Study patients
This prospective observational two-center study enrolled 105 patients who were prescribed TNF-α inhibitors (adalimumab, etanercept, golimumab, or infliximab) at Ajou University Hospital and Chungbuk National University Hospital between July 2017 and December 2019. Data collection was conducted using electronic medical records. Data on sex, age, weight, height, duration of RA, autoantibodies against rheumatoid factor, anti-cyclic citrullinated peptide, concomitant medications, and comorbidities were collected from electronic medical records. Additionally, baseline data on disease activity score (DAS)-28 and its subcomponents, which included tender joint count (TJC)-28, swollen joint count (SJC)-28, global health (GH), and erythrocyte sedimentation rate (ESR) or C-reactive protein levels, were collected.

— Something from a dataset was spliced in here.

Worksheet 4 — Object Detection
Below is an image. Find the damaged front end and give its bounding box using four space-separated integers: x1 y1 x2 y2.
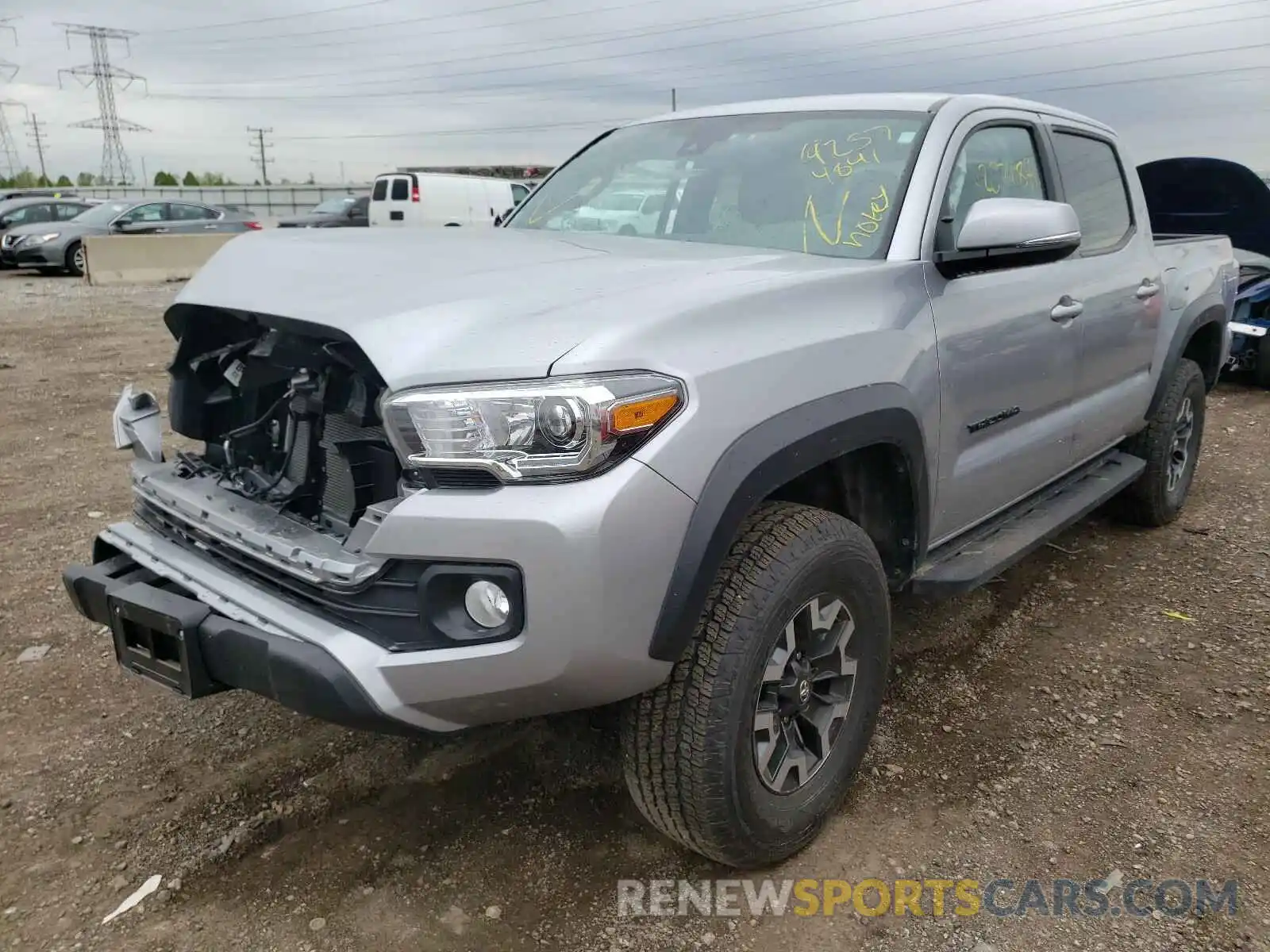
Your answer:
113 306 409 588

A good clinical response to anti-TNF therapy was defined as basis of the DAS-28 scores. Patients with a DAS-28 score of less than 2.6 after 6 months of TNF-α inhibitor therapy, were considered to be in remission [21]. DAS-28 was calculated as 0.56 × √(TJC28) + 0.28 × √(SJC28) + 0.70 × ln(ESR) + 0.014 × GH [21].
This study was approved by the Institutional Review Boards of the Ajou University Hospital (approval number: AJIRB-BMR-OBS-17-153) and Chungbuk National University Hospital (approval number: 2017-06-011-004). All patients submitted written informed consents for participation. This study was conducted according to the principles of the Declaration of Helsinki (2013).
Genotyping methods
To select single nucleotide polymorphisms (SNPs) of TLR4 and TLR9 that might be associated with RA remission, genetic information on TLR4 and TLR9 was obtained from the PharmGKB database, Haploreg 4.1, the NCBI Database of SNPs (dbSNP), and previous studies [19, 22-26]. A total of six SNPS, including four SNPs of TLR4 (rs11536889, rs1927907, rs1927911, and rs2149356) and two SNPs of TLR9 (rs352139 and rs352140), were selected.
Genomic DNA of the patients was isolated from ethylenediaminetetraacetic acid–blood samples using the QIAamp DNA Blood Mini Kit (Qiagen GmbH, Hilden, Germany) according to the manufacturer’s protocol. Genotyping was performed using a single-base primer extension assay with SNaPShot multiplex kits (ABI, Foster City, CA, USA) or TaqMan genotyping assay in a real-time PCR system (ABI 7300, ABI), according to the manufacturer’s recommendations.
Statistical analysis and machine learning methods
Student’s t-test was used to compare continuous variables between patients who showed good clinical response (remission) and those who did not. Chi-square test or Fisher’s exact test was used to compare categorical variables between the two groups. Multivariable logistic regression analysis was used to examine independent factors for remission; factors with a p-value less than 0.05 in univariate analysis along with clinically relevant confounders were included in multivariable analysis. The Hosmer–Lemeshow test was performed to confirm the model’s goodness of fit.
This study employed a random forest–based classification approach to analyze the importance of different variables for factors that affect remission. To prevent over-fitting, we selected seven features that are most important. Various machine learning methods such as multivariate logistic regression, elastic net, random forest, and support vector machine (SVM) were utilized for prediction of remission. All the methods were implemented with the caret R package. The area under the receiver-operating curve (AUROC), to assess the ability of the risk factor to predict complication, and its 95% confidence interval (CI) of each machine learning prediction models were described in this study. A p-value of less than 0.05 was considered statistically significant. Univariate statistical analysis was conducted using IBM SPSS statistics, version 20 software (International Business Machines Corp., New York, USA). All other analyses were performed using R software version 3.6.0 (R Foundation for Statistical Computing, Vienna, Austria).
To measure performance of each machine learning model, internal validation was done. The dataset was randomly divided for model development and evaluation in prediction process. After partitioning one data sample into five subsets, one subset was selected for model validation while the remaining subsets were used to establish machine learning models. Each five-fold cross-validation iteration was repeated 100 times to evaluate the power of the machine learning models.